Acrylic, oil, pastel, graphite and pen on both paper and canvas are used by Lanfranco Quadrio to create powerful and dynamic images which successfully convey mood and movement. In some of the works here, he reimagines horrific scenes from the myth of Diana and Actaeon in which the huntsman Actaeon, who happens upon Diana bathing, is transformed into a stag in revenge, and is torn to pieces by his own hounds. These works echo and develop the theme of several paintings inspired by this myth over the years, most famously Titian’s The Death of Actaeon, and later in Giambattista Pittoni’s Diana and Actaeon (where the bloody action is just a background detail) and Turner’s The Death of Actaeon, with a Distant View of Montjovet, Val d’Aosta, where the landscape predominates. Here, Actaeon’s suffering and the violence of his death are emphasised in a manner reminiscent of Goya and, perhaps, Francis Bacon.

Antonis Donef uses pages taken from antiquarian books in various languages as a surface, on to which he draws fantastical figures using ink.
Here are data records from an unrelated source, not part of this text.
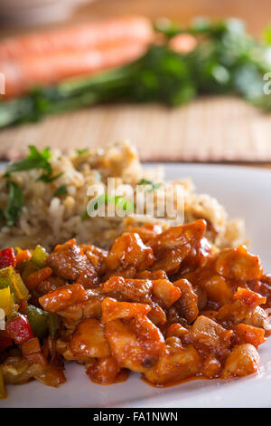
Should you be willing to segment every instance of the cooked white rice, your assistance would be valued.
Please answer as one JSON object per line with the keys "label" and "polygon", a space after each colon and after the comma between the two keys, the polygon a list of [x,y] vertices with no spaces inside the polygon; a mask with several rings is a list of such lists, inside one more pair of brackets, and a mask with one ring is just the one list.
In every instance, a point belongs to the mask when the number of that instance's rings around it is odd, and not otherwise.
{"label": "cooked white rice", "polygon": [[[37,181],[41,170],[32,169],[13,173],[13,180],[24,194],[24,206],[15,226],[4,226],[0,231],[0,247],[34,247],[42,244],[47,248],[75,237],[78,243],[108,247],[136,218],[88,218],[82,220],[89,197],[89,185],[104,182],[108,177],[117,178],[117,186],[152,179],[164,182],[161,168],[144,170],[136,150],[126,142],[115,143],[106,150],[89,150],[83,154],[71,152],[63,155],[53,151],[51,160],[53,175],[63,173],[58,179],[46,183]],[[184,220],[199,218],[208,220],[209,238],[216,246],[235,247],[244,240],[244,223],[241,219],[228,220],[225,208],[210,195],[197,194],[189,179],[182,183],[185,188]],[[58,188],[65,185],[68,194],[55,197]],[[0,208],[5,209],[8,190],[4,173],[0,175]],[[151,220],[145,218],[140,221]],[[154,219],[153,219],[154,220]],[[159,222],[160,219],[154,219]],[[165,220],[166,222],[166,220]],[[164,220],[163,221],[164,224]],[[211,232],[212,231],[212,232]]]}

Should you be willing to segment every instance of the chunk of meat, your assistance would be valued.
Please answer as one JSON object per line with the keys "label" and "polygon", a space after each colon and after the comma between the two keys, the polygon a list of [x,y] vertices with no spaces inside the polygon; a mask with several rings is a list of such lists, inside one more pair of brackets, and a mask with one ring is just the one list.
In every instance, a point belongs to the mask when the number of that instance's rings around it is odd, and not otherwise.
{"label": "chunk of meat", "polygon": [[86,300],[76,303],[59,311],[58,315],[70,321],[80,321],[83,318],[100,318],[101,302],[104,295],[98,289],[86,290]]}
{"label": "chunk of meat", "polygon": [[231,330],[226,330],[207,316],[198,316],[190,329],[194,344],[209,347],[213,353],[225,354],[230,346]]}
{"label": "chunk of meat", "polygon": [[128,377],[127,370],[122,370],[113,356],[98,358],[87,370],[89,379],[98,384],[112,384],[125,382]]}
{"label": "chunk of meat", "polygon": [[117,302],[111,297],[104,299],[101,307],[103,324],[120,318],[131,319],[138,315],[146,315],[152,309],[149,305]]}
{"label": "chunk of meat", "polygon": [[105,261],[105,269],[134,266],[136,270],[147,269],[154,263],[151,247],[146,247],[136,233],[126,233],[114,242]]}
{"label": "chunk of meat", "polygon": [[87,294],[84,287],[79,284],[71,284],[47,293],[39,298],[39,302],[45,311],[55,313],[86,299]]}
{"label": "chunk of meat", "polygon": [[259,354],[252,344],[245,344],[236,346],[226,359],[222,377],[229,379],[257,373],[259,361]]}
{"label": "chunk of meat", "polygon": [[109,321],[106,324],[106,336],[118,364],[133,372],[144,372],[154,365],[165,347],[159,328],[146,316],[129,322]]}
{"label": "chunk of meat", "polygon": [[213,353],[210,353],[206,360],[204,360],[202,367],[202,374],[205,377],[213,379],[218,377],[221,371],[221,363]]}
{"label": "chunk of meat", "polygon": [[180,288],[173,286],[167,279],[156,279],[152,283],[153,294],[163,308],[168,309],[179,299],[181,295]]}
{"label": "chunk of meat", "polygon": [[158,224],[145,223],[143,227],[128,227],[127,232],[136,232],[144,244],[162,233],[162,227]]}
{"label": "chunk of meat", "polygon": [[88,259],[83,249],[76,245],[75,239],[57,246],[47,257],[46,264],[54,275],[70,281],[80,279],[79,284],[85,284],[86,288],[98,284],[98,273],[92,262]]}
{"label": "chunk of meat", "polygon": [[259,257],[248,253],[245,246],[222,250],[218,256],[215,269],[226,278],[243,281],[259,279],[263,275]]}
{"label": "chunk of meat", "polygon": [[206,222],[202,219],[179,227],[171,227],[148,242],[153,248],[155,262],[154,270],[164,269],[175,274],[181,263],[203,237]]}
{"label": "chunk of meat", "polygon": [[265,303],[266,298],[251,290],[239,287],[234,294],[233,302],[219,309],[217,320],[238,324],[250,317],[258,305]]}
{"label": "chunk of meat", "polygon": [[152,383],[166,384],[194,376],[201,367],[200,354],[192,344],[183,347],[178,337],[169,337],[156,365],[146,368],[144,373]]}
{"label": "chunk of meat", "polygon": [[234,344],[250,344],[257,348],[266,342],[265,330],[246,324],[238,324],[234,328]]}
{"label": "chunk of meat", "polygon": [[103,284],[103,292],[132,302],[151,303],[153,282],[149,279],[125,279],[114,276]]}
{"label": "chunk of meat", "polygon": [[180,315],[182,316],[188,324],[192,324],[199,315],[198,296],[187,279],[179,279],[175,281],[173,285],[181,290],[181,297],[174,305]]}
{"label": "chunk of meat", "polygon": [[72,334],[70,349],[76,356],[106,358],[110,349],[105,336],[104,325],[94,318],[84,319]]}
The artist’s mark-making blends effectively and harmoniously with the yellowing pages; the synthesis of the two elements takes on the appearance of an alchemist’s cookbook or a manual for some esoteric and archaic mechanical invention.

Eduardo Stupia is a painter of powerful semi-abstract “landscapes”. Marianna Gioka also paints abstracts but these have a delicate, ethereal quality which, with their muted sepia tones, remind me of Zen symbolic figurative painting. Both artists’ working methods are clearly rooted in draughtsmanship and both use drawing materials to add surface details in their paintings (Indian ink in Gioka’s case and a variety of materials, including pastel, graphite and charcoal in Stupia’s).

A particular highlight of the exhibition was an introduction to the work of Lu Chao, a Chinese artist, still only in his mid-twenties, who graduated last year from the Royal College of Art’s MA course in Painting. Traditional Chinese ink drawing is a strong influence in his painting, although he uses oils, making precise and expressive brushstrokes.

Five works by Chao are included in the exhibition, of which two are large oil paintings on canvas, while the others, still using oils, are on paper. The unifying subject matter is crowds of people; in China, much of daily urban life is lived among crowds. In two of the works, the crowds appear to be unwillingly but powerlessly corralled by some invisible force into cake-like shapes. In one, the crowd cake is under a glass cover; in another a number of them are shown on shelves in a cake shop, with spaces where slices have been cut out.

There are also some smaller works in oil on paper which look like they could be details from the larger ones. One just shows a hat on the ground, but in the context of the other images, one imagines it has been dropped or perhaps knocked off someone’s head. For this reason, that simple image of a hat creates great pathos. One cannot help but feel vast empathy for the hapless owner of that hat.

Chao’s interesting and original images express powerful ideas and ask important, and very contemporary, questions about the relationships between the individual and oppressive authority. It is extremely difficult to imagine such complex existential ideas being conveyed in the language of Conceptualism.

Throughout the great majority of the history of art, artists have responded eloquently to the questions posed by the human condition while valuing tradition and artistic skill and showing deep respect for the art form in which they work. Despite the rise of the conceptualists, many have continued to do so. This exhibition shows that there is still plenty of mileage in that approach.


 

Around Drawing is at Rosenfeld Porcini until 22 May 2015.